Age-related cognitive decline is associated with altered physiology of the hippocampus. While changes in gene expression have been observed in aging brain, the regulatory mechanisms underlying these changes remain underexplored. We generated single-nucleus gene expression, chromatin accessibility, DNA methylation, and 3D genome data from 40 human hippocampal tissues spanning adult lifespan. We observed a striking loss of astrocytes, OPC, and endothelial cells during aging, including astrocytes that play a role in regulating synapses. Microglia undergo a dramatic switch from a homeostatic state to a primed inflammatory state through DNA methylome and 3D genome reprogramming. Aged cells experience erosion of their 3D genome architecture. Our study identifies age-associated changes in cell types/states and gene regulatory features that provide insight into cognitive decline during human aging.

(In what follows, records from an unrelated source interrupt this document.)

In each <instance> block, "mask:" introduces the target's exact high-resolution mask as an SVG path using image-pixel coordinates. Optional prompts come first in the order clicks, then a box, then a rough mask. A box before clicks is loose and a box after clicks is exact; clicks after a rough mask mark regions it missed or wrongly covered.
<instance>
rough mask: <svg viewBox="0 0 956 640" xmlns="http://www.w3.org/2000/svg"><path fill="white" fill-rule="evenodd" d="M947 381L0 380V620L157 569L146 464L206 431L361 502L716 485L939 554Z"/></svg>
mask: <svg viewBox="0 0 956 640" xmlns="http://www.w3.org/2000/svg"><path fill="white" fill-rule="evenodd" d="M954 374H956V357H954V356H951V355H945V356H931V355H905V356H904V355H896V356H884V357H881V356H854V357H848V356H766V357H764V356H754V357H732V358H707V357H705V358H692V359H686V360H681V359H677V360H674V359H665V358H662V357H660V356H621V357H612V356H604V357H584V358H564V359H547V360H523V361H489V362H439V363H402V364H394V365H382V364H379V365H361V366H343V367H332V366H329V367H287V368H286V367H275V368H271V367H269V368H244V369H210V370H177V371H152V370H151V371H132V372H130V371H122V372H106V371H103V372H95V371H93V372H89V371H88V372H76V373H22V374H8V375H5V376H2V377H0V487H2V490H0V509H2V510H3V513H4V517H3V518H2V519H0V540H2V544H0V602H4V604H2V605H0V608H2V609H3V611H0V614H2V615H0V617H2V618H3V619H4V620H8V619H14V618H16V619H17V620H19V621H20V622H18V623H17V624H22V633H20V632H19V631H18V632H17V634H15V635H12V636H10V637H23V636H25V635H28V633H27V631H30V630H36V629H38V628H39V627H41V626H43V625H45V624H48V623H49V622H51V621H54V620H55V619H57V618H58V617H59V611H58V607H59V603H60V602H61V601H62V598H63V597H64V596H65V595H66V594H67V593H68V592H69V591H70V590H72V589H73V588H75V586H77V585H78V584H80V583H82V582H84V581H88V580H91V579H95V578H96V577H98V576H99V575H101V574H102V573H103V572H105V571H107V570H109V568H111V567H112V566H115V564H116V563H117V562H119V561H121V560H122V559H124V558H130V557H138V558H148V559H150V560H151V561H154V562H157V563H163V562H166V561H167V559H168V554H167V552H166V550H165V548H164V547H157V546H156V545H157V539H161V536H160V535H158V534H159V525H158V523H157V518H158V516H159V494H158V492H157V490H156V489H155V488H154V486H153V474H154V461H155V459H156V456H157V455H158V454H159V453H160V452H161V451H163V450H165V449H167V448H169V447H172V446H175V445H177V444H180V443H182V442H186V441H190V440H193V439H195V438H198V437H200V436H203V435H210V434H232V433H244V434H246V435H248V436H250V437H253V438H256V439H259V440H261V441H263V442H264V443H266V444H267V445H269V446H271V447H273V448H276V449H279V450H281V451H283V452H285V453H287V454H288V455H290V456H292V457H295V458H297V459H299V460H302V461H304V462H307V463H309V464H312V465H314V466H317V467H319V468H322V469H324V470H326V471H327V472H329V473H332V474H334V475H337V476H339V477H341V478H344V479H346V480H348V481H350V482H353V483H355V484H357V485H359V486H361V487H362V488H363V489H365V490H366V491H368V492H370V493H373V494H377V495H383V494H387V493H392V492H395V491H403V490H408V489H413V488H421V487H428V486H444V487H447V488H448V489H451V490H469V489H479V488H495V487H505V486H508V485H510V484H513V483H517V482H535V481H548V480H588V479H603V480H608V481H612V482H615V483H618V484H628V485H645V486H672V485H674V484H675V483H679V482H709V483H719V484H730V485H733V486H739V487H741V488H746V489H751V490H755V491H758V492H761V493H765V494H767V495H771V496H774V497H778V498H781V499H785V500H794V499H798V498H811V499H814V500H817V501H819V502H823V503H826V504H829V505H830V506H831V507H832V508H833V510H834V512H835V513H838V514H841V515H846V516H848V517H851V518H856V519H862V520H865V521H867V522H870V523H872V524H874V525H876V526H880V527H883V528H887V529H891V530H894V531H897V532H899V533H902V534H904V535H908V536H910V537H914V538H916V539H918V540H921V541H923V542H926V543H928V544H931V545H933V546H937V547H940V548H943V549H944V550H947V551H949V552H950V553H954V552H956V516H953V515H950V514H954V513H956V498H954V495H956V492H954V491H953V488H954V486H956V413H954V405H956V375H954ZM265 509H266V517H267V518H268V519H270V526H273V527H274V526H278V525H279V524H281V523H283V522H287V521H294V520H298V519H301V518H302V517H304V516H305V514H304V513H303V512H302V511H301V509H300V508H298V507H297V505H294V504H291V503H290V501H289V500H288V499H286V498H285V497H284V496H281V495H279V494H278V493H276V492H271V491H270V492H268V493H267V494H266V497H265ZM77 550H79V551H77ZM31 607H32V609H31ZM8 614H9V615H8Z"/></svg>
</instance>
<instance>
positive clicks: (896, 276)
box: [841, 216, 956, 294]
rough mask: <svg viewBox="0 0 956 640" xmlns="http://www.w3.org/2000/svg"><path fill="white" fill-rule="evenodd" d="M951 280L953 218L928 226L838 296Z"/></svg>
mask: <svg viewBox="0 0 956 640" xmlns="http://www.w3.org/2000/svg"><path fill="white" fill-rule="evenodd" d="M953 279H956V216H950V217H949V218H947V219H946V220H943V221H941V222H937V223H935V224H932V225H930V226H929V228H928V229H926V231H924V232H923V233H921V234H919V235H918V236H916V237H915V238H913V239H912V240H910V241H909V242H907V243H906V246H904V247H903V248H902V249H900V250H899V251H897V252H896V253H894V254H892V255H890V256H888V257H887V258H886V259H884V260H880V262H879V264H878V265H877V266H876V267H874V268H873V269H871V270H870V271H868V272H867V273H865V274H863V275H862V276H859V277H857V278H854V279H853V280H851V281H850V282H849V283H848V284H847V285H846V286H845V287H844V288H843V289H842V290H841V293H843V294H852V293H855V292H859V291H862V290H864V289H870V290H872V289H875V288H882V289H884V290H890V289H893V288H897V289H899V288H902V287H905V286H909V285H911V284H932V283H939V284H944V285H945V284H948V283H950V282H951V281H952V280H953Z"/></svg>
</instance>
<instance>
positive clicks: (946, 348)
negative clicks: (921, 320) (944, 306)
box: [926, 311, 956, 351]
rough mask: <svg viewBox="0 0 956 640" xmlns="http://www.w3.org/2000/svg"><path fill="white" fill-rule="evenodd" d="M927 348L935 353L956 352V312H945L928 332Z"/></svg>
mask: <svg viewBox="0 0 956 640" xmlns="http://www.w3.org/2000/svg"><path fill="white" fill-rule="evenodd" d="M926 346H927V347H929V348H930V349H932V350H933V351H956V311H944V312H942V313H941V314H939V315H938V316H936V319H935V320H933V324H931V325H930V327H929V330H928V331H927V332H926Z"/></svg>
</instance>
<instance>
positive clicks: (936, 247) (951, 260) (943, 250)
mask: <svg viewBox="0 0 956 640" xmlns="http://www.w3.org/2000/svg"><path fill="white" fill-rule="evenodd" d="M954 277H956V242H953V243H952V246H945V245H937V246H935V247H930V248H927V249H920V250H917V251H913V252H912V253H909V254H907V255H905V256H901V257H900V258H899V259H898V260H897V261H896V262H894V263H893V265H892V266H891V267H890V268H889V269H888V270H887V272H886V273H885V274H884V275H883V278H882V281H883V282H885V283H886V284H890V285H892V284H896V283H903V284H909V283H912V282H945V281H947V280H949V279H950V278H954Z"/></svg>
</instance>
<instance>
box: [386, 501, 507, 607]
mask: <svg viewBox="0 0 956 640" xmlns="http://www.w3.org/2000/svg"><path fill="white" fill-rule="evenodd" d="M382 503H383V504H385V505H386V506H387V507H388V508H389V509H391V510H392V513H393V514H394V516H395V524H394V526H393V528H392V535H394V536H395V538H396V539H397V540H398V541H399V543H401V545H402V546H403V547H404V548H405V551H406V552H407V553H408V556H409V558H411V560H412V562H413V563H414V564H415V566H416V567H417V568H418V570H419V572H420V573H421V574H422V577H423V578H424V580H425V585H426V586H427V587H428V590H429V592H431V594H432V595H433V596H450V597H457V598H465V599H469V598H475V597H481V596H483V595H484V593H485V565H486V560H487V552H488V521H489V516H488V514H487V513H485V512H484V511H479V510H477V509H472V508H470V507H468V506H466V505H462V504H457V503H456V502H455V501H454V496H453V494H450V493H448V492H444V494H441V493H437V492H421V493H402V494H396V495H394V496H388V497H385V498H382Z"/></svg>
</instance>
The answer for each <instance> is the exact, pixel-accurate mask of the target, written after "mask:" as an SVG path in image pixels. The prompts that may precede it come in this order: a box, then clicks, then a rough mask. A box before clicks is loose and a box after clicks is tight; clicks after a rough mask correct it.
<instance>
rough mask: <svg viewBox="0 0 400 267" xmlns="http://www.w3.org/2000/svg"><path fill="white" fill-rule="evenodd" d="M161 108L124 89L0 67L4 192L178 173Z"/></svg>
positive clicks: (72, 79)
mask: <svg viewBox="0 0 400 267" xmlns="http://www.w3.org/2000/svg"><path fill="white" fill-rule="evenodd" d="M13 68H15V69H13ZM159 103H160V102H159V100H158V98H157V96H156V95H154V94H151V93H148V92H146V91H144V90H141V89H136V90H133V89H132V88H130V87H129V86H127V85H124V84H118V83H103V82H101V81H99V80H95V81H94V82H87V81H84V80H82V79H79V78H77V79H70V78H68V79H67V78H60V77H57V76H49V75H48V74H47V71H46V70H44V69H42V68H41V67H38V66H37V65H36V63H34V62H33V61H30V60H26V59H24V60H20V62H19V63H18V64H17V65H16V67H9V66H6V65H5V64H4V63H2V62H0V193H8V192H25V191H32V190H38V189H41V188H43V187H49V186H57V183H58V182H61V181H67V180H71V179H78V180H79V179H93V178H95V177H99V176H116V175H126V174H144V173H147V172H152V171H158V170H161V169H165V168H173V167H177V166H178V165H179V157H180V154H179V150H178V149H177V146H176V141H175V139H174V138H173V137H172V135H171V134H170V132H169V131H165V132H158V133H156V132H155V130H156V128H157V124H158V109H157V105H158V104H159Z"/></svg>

与年龄相关的认知衰退与海马体生理变化有关。虽然在衰老大脑中已观察到基因表达的变化,但这些变化背后的调控机制仍未得到充分探索。我们从40个人类海马体组织中生成了跨越成年期寿命的单核基因表达、染色质可及性、DNA甲基化和三维基因组数据。我们观察到衰老过程中星形胶质细胞、少突胶质前体细胞和内皮细胞显著减少,包括在调节突触中起作用的星形胶质细胞。小胶质细胞通过DNA甲基化组和三维基因组重编程从稳态急剧转变为预激炎症状态。衰老细胞经历三维基因组结构的侵蚀。我们的研究确定了与年龄相关的细胞类型/状态变化和基因调控特征,为人类衰老过程中的认知衰退提供了见解。